By the end of this lecture, you should be able to:
1. Represent floating point numbers using IEEE-754 standard.
2. Identify common issues with floating point arithmetic, such as rounding errors, overflow, and underflow.
3. Recognise some limitations of floating point arithmetic and how they can impact numerical accuracy.
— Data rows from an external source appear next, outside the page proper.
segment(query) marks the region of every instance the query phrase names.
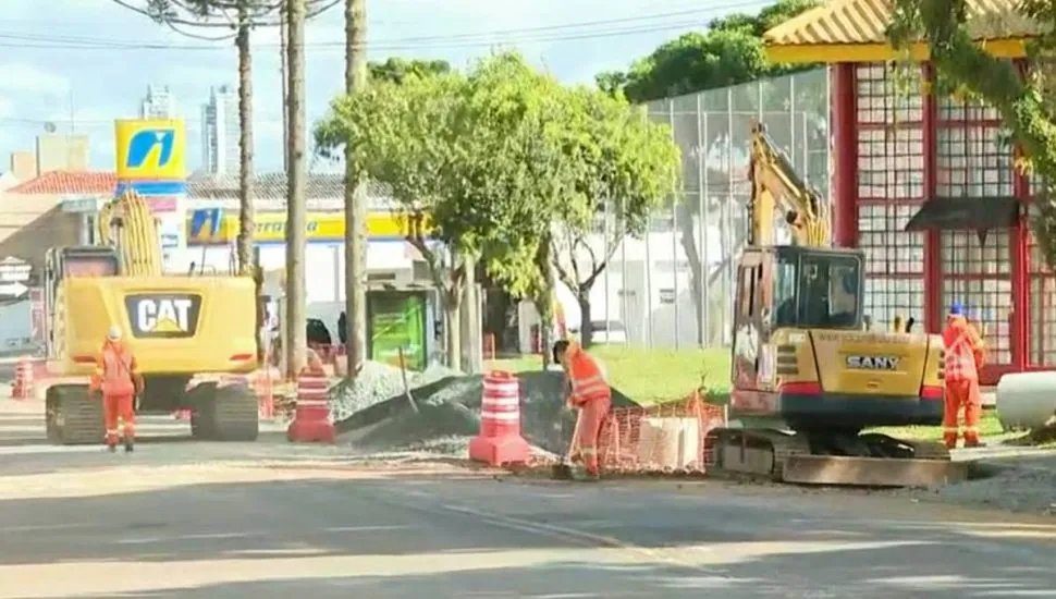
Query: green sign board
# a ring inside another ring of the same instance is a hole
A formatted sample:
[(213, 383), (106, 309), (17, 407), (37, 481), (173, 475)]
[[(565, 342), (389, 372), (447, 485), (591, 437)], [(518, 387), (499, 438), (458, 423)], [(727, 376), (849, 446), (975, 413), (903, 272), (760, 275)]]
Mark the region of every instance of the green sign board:
[(370, 358), (409, 370), (426, 368), (426, 297), (420, 293), (372, 292), (367, 301)]

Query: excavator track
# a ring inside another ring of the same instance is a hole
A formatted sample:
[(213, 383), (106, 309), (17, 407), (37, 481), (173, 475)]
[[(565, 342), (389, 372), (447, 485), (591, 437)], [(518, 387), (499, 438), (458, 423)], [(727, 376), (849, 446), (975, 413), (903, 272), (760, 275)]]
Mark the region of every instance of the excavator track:
[(858, 487), (928, 487), (968, 478), (942, 443), (880, 433), (791, 433), (716, 429), (708, 433), (710, 474), (739, 474), (777, 482)]
[(205, 382), (191, 392), (191, 432), (210, 441), (256, 441), (260, 431), (257, 396), (245, 384)]

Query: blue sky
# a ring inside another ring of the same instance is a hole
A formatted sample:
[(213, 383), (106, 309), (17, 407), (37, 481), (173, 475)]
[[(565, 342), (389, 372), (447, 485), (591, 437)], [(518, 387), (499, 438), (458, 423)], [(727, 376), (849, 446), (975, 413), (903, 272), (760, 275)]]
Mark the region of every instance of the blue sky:
[[(126, 0), (143, 5), (144, 0)], [(516, 47), (565, 82), (626, 68), (665, 39), (745, 0), (368, 0), (370, 60), (445, 59), (463, 66), (499, 44)], [(42, 10), (47, 7), (47, 10)], [(708, 8), (710, 7), (710, 8)], [(341, 7), (307, 29), (309, 123), (341, 91)], [(191, 29), (220, 35), (223, 29)], [(501, 33), (505, 32), (505, 33)], [(99, 46), (109, 44), (110, 47)], [(113, 45), (132, 48), (114, 48)], [(254, 35), (254, 125), (258, 171), (282, 168), (279, 33)], [(91, 46), (93, 48), (85, 48)], [(145, 48), (145, 46), (152, 46)], [(8, 154), (30, 149), (46, 122), (87, 133), (97, 170), (113, 169), (113, 119), (136, 117), (148, 84), (169, 85), (187, 123), (188, 167), (200, 164), (200, 105), (210, 86), (234, 85), (230, 42), (183, 37), (111, 0), (0, 1), (0, 171)]]

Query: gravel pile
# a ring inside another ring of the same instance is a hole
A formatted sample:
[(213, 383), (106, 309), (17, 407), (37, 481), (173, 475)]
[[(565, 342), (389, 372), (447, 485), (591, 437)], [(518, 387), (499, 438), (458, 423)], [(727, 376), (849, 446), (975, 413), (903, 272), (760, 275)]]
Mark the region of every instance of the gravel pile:
[[(407, 371), (407, 383), (420, 387), (451, 377), (456, 372), (443, 366), (430, 366), (423, 372)], [(380, 362), (367, 362), (354, 387), (339, 383), (330, 392), (330, 408), (334, 420), (344, 420), (360, 409), (378, 402), (403, 394), (403, 376), (400, 368)]]
[[(358, 403), (364, 407), (336, 420), (343, 441), (360, 449), (433, 448), (443, 453), (464, 454), (468, 439), (480, 429), (483, 377), (447, 376), (431, 381), (429, 378), (426, 372), (413, 383), (417, 412), (404, 395), (402, 383), (385, 401)], [(525, 438), (542, 451), (563, 453), (575, 426), (575, 415), (564, 409), (564, 375), (539, 371), (525, 372), (518, 378)], [(614, 390), (613, 405), (637, 404)]]

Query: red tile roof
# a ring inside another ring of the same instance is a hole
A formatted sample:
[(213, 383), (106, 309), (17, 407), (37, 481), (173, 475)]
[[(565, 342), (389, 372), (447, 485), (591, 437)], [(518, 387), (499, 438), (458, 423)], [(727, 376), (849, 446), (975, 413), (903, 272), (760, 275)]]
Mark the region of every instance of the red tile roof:
[(112, 172), (51, 171), (8, 190), (9, 194), (111, 194), (118, 186)]

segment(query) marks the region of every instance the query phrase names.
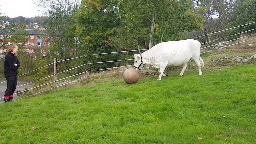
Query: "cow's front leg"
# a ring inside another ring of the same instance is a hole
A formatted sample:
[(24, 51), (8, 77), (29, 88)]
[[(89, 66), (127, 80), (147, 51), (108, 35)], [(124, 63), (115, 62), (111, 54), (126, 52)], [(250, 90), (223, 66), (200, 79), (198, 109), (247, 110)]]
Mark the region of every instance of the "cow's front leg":
[(186, 70), (186, 69), (187, 68), (187, 62), (186, 62), (183, 64), (182, 70), (181, 71), (181, 74), (180, 74), (180, 75), (181, 76), (183, 75), (183, 74), (184, 73), (184, 71), (185, 71), (185, 70)]
[[(160, 72), (160, 69), (157, 69), (157, 71), (158, 71), (158, 72)], [(162, 76), (168, 76), (168, 75), (167, 75), (167, 74), (166, 74), (164, 72), (163, 73)]]
[(163, 74), (165, 75), (163, 73), (163, 71), (165, 71), (165, 68), (166, 67), (167, 65), (167, 64), (160, 64), (160, 70), (159, 71), (160, 74), (159, 74), (159, 77), (157, 79), (157, 81), (161, 81), (162, 75), (163, 75)]

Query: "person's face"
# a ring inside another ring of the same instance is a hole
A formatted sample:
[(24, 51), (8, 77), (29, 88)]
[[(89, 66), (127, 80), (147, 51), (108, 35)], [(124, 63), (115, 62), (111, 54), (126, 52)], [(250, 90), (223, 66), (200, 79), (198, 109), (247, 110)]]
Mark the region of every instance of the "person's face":
[(13, 49), (13, 51), (12, 51), (12, 53), (13, 53), (13, 54), (17, 54), (17, 52), (18, 51), (18, 47), (16, 46)]

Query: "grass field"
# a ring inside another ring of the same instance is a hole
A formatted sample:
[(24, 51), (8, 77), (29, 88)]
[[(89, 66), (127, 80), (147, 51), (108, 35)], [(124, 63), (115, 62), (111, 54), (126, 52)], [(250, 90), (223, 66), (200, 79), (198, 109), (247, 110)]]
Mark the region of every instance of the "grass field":
[(255, 64), (180, 72), (0, 104), (0, 143), (256, 143)]

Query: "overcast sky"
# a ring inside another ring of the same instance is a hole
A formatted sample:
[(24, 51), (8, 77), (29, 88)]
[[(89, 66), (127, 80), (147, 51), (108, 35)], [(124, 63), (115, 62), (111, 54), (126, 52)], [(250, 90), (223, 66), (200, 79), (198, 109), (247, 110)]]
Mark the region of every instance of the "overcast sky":
[(34, 0), (0, 0), (0, 13), (10, 17), (22, 16), (25, 17), (42, 15), (33, 3)]

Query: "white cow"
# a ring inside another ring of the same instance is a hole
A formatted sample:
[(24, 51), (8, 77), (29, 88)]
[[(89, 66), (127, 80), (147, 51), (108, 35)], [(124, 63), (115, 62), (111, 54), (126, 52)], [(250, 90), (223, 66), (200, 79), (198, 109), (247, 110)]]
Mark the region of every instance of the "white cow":
[(193, 39), (162, 42), (141, 55), (134, 55), (134, 68), (140, 70), (144, 64), (151, 64), (158, 69), (160, 74), (157, 80), (160, 81), (162, 75), (168, 76), (163, 72), (167, 66), (183, 65), (182, 70), (180, 74), (183, 76), (187, 66), (188, 62), (192, 58), (198, 67), (199, 75), (201, 75), (201, 68), (203, 67), (204, 63), (200, 56), (200, 42)]

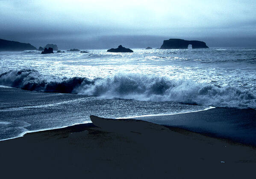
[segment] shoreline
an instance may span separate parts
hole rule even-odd
[[[195,111],[191,111],[191,112],[188,112],[180,113],[171,114],[147,115],[142,115],[132,116],[132,117],[124,117],[124,118],[116,118],[116,119],[121,119],[121,118],[130,119],[130,118],[139,118],[139,117],[141,117],[162,116],[165,116],[165,115],[179,115],[179,114],[185,114],[185,113],[197,113],[197,112],[200,112],[200,111],[210,110],[212,109],[215,109],[215,108],[216,108],[216,107],[209,107],[209,108],[206,108],[204,110],[202,110]],[[5,139],[0,139],[0,142],[1,142],[1,141],[4,141],[8,140],[13,139],[16,139],[16,138],[18,138],[20,137],[23,137],[25,135],[26,135],[27,133],[36,133],[38,132],[44,131],[46,131],[46,130],[54,130],[55,129],[63,129],[63,128],[65,128],[66,127],[69,127],[73,126],[74,125],[82,124],[88,124],[88,123],[92,123],[92,122],[85,121],[84,122],[82,122],[81,123],[75,123],[74,124],[70,125],[68,125],[68,126],[62,126],[62,127],[60,127],[48,128],[42,129],[39,129],[39,130],[28,130],[27,131],[24,131],[24,132],[21,133],[17,137],[12,137],[12,138],[10,138]],[[166,127],[168,127],[168,126],[166,126]]]
[[[0,142],[2,176],[14,178],[28,169],[28,178],[239,178],[254,174],[255,148],[141,120],[103,119],[106,123],[95,124],[101,128],[77,124]],[[22,165],[13,165],[18,161]]]

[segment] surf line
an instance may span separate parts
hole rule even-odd
[[[175,113],[174,114],[147,114],[146,115],[136,115],[135,116],[131,116],[131,117],[125,117],[124,118],[117,118],[116,119],[130,119],[131,118],[140,118],[142,117],[150,117],[150,116],[161,116],[163,115],[175,115],[176,114],[185,114],[187,113],[197,113],[200,111],[206,111],[207,110],[211,110],[212,109],[216,108],[216,107],[214,107],[212,106],[210,106],[209,107],[208,107],[206,109],[202,110],[199,110],[198,111],[189,111],[184,113]]]

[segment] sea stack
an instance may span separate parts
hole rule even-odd
[[[185,40],[183,39],[170,38],[164,40],[160,49],[185,49],[188,45],[192,45],[192,49],[208,49],[205,42],[198,40]]]
[[[123,47],[121,45],[118,46],[118,48],[117,49],[109,49],[107,52],[133,52],[133,51],[130,49],[127,49]]]
[[[53,49],[52,48],[49,47],[48,49],[46,48],[44,49],[44,50],[41,52],[41,54],[48,54],[49,53],[54,53]]]
[[[79,50],[78,49],[71,49],[69,50],[68,50],[68,52],[78,52],[79,51],[80,51],[80,50]]]
[[[52,48],[53,49],[53,50],[56,51],[57,51],[58,50],[59,50],[59,49],[58,49],[58,46],[57,46],[57,45],[50,44],[49,43],[45,46],[44,49],[45,49],[46,48],[48,48],[49,47]]]
[[[38,50],[39,51],[44,51],[44,48],[41,46],[39,46],[39,48],[38,49]]]

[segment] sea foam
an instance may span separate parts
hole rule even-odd
[[[35,70],[24,69],[0,75],[0,84],[29,90],[77,93],[106,99],[256,108],[255,94],[239,87],[222,87],[138,73],[118,73],[105,78],[75,77],[57,80],[46,79]]]

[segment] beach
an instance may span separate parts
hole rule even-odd
[[[121,128],[126,121],[132,131]],[[254,175],[255,147],[142,121],[125,119],[119,121],[119,128],[110,126],[81,124],[1,141],[1,176],[253,178]]]

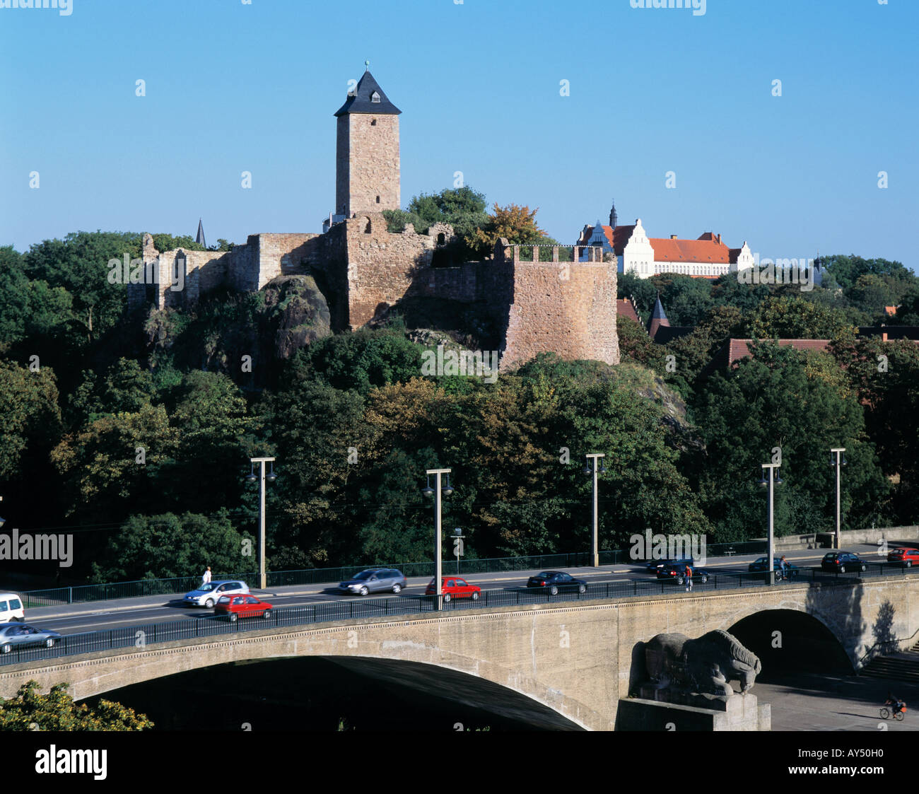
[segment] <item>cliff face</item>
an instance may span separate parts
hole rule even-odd
[[[154,309],[144,330],[153,367],[223,372],[254,389],[265,386],[281,361],[332,333],[328,304],[311,276],[281,276],[258,292],[213,295],[190,311]]]
[[[273,331],[275,358],[332,333],[329,306],[312,276],[281,276],[265,287],[265,323]]]

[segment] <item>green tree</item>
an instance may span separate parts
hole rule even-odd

### Intended Learning Outcomes (ILOs)???

- An ILO is what you should be able to do by the end of a lecture or a module.
- Think about ILOs as your **learning goals**.
- At MSc level, we often throw at you much more information than you have time to digest.
- ILOs help both you and me to stay focused on what's most important.
- If at the end of the lecture, you feel like you can do most ILOs, we did a good job! 🎉🕺

## Surprises 🫢😯🤯

### Surprise 1

#### Maths says...
For any $x \in \mathbb{R}$ if $x \ne 0$
$$1 + x \ne 1$$

#### Computer says...
$$x = 10^{-16}$$

In [None]:
x = 1e-16  # this is 10^{-16}

print(1 + x != 1)

### Surprise 2

#### Maths says...
$$\frac{1}{10} + \frac{2}{10} = \frac{3}{10}$$

$$0.1 + 0.2 = 0.3$$

#### Computer says...

In [None]:
print(0.1 + 0.2 == 0.3)

### Surprise 3

#### Maths says...
$$(a + b) + c = a + (b + c)$$

#### Computer says...

In [None]:
a = 1e16
b = -1e16
c = 1.0

print('Associativity works:', (a + b) + c == a + (b + c))

In [None]:
print("(a + b) + c = ", (a + b) + c)
print("a + (b + c) = ", a + (b + c))

### Surprise 4

#### Maths says...
$$1.000000\mathbf{1} - 1.0000000 = 0.000001 = 10^{-7}$$

#### Computer says...

In [None]:
a = 1.0000001
b = 1.0000000

print("a - b == 1e-7:", a - b == 1e-7)

In [None]:
print("a - b =", a - b)

### Surprise 5

#### Maths says...
$$a \times b = \underbrace{b + b + ... + b}_{\text{a times}}$$

#### Computer says...

In [1]:
a = 100
b = 0.1

s = 0
for _ in range(a):
    s += b

print("a * b == b + b + b +...:", a * b == s)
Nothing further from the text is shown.